# Cheese soup, will this work?



## giggler

Do Y'all think this will work?

melt 1/2 stick butter in soup pot.
add 1/4 cp onion
1/2 cp cauliflower
saute.

add 2tbs flower, cook a bit

add 1can chix broth
2can whole milk
2 cps grated cheese. I have leftover cheese from superbowl party I need to use up, some yellow chedder, jack, and also velveeta so i'll probably just mix them.

Thanks, Eric Austin  Tx.


----------



## Kayelle

Sounds good to me Eric! Do you want it smooth or chunky? If you have a stick blender you could use that. Your proportions sound right.


----------



## Andy M.

You may need more than two TB of flour for all that liquid. After everything else is cooked and ready, add the cheese off he heat and whisk it in for a smooth texture. If you add the cheese while still on the burner, it will curdle.


----------



## Cheryl J

Mmm...your cauliflower cheese soup sounds good, Eric.  I agree with Andy about adding the shredded cheese at the end of cooking, off the heat.  Of course a little seasoning would be good too, in addition to salt I'd add some fresh cracked black pepper and maybe a dash or two of cayenne.  Let us know how it turns out!


----------



## msmofet

May I suggest a shot of hot sauce and a pinch of dry mustard (Coleman's yellow can).


----------



## GotGarlic

Yup, I agree with Andy and Cheryl. I'd do equal parts butter and flour. How much is two cans of milk? Do you mean cups? If so, that would be four cups of liquid, or a quart.

I always sprinkle with a little salt when sauteeing anything; it helps bring out the moisture and seasons the ingredients on the inside; if you only add salt at the end, it will taste salty and not seasoned. Hope that makes sense  Then, after you've melted in the cheese, taste and see if it needs more salt. And a little cayenne or hot sauce will definitely spark it up.


----------



## larry_stewart

sometimes ill add a wee bit of white wine , as part of the liquid portion, too.


----------



## Andy M.

larry_stewart said:


> sometimes ill add a wee bit of white wine , as part of the liquid portion, too.
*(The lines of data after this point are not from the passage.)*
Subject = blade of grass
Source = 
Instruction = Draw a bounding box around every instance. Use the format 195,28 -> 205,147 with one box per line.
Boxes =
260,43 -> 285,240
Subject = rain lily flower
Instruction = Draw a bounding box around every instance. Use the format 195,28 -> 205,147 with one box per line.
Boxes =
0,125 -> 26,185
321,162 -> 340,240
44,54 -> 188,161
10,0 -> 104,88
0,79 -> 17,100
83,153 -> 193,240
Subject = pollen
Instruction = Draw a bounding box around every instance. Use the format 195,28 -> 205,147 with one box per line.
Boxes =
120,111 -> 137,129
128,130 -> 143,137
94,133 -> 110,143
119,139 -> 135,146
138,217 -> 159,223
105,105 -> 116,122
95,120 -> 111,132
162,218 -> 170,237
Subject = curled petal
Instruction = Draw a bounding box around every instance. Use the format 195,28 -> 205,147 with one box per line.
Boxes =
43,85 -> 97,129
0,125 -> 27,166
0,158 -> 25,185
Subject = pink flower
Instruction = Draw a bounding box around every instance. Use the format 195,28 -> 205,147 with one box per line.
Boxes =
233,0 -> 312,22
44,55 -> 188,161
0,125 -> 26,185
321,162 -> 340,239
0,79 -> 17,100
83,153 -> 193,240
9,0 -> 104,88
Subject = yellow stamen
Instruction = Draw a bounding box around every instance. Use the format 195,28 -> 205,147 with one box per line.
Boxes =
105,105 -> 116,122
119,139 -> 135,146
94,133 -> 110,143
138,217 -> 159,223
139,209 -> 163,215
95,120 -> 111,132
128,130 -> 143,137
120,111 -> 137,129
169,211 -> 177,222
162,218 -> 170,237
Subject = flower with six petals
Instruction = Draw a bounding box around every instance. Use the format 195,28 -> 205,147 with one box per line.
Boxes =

It's always a good idea as it helps with the texture of the soup. That's why there's always some wine and kirschwasser in cheese fondue.


----------



## msmofet

Any cheese fondue I've ever had was made with beer. Maybe add some beer.


----------



## larry_stewart

When I do my mac and cheese, i toss a little white wine in the cheese sauce, but thats another thread


----------



## jennyema

Always use equal amounts of fat and flour...


----------



## creative

I ate some bought cauliflower and cheese soup yesterday (not tried before).  I think this is something maybe best made at home, i.e. cheese added towards the end of the cooking.  I found, even with slowly heating it, that the cheese stuck to the spoon I was stirring it with plus (of course) to the pan.  I am sure there was still cheese in the soup but it was a bit off putting.


----------